From 8609d1867854299c36d30808c44c121fc5113cd8 Mon Sep 17 00:00:00 2001
From: elleven11 <federico.cassano@federico.codes>
Date: Mon, 3 Apr 2023 16:57:35 -0400
Subject: [PATCH] resume and optz

---
 executors/rs_executor.py | 28 +++++++++++++++++++++++-----
 generate_dataset.py      |  1 +
 main.py                  |  3 ---
 reflexion.py             |  4 ++--
 reflexion_ucs.py         |  4 ++--
 simple.py                |  4 ++--
 utils.py                 | 23 +++++++++++++++++++++++
 7 files changed, 53 insertions(+), 14 deletions(-)
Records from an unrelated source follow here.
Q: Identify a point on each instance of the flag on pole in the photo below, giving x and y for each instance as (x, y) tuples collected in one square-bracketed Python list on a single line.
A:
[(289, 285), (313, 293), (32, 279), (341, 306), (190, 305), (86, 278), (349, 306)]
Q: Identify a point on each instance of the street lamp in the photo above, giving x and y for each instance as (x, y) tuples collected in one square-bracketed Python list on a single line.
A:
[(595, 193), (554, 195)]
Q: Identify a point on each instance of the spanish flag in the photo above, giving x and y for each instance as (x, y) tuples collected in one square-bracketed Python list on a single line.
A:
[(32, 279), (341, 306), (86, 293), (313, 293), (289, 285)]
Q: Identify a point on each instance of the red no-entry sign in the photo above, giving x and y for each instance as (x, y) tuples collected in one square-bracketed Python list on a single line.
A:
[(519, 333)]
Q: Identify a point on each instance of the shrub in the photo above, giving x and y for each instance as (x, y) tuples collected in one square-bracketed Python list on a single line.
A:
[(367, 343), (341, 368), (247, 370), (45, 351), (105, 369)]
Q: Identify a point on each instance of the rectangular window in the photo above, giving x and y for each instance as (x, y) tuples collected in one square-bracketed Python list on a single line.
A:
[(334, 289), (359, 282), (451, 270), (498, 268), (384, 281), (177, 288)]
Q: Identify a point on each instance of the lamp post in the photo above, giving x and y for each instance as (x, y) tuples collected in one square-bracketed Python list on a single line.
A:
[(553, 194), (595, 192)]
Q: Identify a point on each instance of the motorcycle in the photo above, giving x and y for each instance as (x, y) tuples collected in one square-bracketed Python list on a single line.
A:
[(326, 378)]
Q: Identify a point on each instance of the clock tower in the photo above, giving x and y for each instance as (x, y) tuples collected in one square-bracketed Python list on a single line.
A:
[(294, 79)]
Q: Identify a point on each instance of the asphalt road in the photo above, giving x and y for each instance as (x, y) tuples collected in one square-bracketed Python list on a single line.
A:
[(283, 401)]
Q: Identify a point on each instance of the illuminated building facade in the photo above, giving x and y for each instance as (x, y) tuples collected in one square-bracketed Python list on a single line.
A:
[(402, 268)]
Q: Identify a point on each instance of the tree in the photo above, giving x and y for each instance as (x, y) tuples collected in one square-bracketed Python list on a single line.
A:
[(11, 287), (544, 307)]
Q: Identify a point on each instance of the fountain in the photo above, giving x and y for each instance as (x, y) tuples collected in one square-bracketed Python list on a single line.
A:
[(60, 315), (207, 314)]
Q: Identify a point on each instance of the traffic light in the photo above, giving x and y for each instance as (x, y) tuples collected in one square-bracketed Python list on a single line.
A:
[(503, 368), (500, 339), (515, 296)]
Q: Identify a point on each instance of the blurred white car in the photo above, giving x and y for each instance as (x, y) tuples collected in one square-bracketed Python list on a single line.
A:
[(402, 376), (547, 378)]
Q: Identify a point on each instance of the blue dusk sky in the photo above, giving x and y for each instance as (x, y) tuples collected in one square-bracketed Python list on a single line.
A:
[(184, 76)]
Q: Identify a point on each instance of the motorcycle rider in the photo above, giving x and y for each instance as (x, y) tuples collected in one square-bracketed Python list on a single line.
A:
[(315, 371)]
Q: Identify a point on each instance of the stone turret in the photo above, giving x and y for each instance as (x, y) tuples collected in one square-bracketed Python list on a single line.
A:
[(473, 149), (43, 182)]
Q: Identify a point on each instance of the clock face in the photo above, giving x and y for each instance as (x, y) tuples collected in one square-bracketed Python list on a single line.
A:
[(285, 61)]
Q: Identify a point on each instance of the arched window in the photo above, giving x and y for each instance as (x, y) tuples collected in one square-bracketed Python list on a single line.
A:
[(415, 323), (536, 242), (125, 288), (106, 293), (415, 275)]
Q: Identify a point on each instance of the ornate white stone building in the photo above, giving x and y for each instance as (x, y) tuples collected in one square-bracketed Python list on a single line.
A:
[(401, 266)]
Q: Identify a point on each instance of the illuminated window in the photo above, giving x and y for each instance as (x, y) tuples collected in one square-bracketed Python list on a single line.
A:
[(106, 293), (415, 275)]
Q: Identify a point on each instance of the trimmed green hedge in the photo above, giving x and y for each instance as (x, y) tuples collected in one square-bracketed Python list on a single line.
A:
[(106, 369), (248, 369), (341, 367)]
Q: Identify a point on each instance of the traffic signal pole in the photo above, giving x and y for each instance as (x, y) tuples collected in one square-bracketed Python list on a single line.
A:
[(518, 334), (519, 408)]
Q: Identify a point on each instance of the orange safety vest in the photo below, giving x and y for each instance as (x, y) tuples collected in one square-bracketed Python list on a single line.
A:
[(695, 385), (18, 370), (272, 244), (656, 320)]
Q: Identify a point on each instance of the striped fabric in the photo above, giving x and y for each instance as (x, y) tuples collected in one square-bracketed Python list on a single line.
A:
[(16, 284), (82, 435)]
diff --git a/executors/rs_executor.py b/executors/rs_executor.py
index 21cfbab..613e91a 100644
--- a/executors/rs_executor.py
+++ b/executors/rs_executor.py
@@ -176,27 +176,35 @@ class RsExecutor(Executor):
         TODO: do it actually
         """
         tmp_dir, tmp_path = create_temp_project()
+        print(f"Evaluating\n{func + test}", flush=True)
         write_to_file_toplevel(tmp_path, func + test)
 
         res = run_with_timeout(
-            "cargo check --message-format=json", tmp_dir, timeout=timeout)
+            "cargo check --message-format=json", tmp_dir, timeout=timeout, print_debug=True)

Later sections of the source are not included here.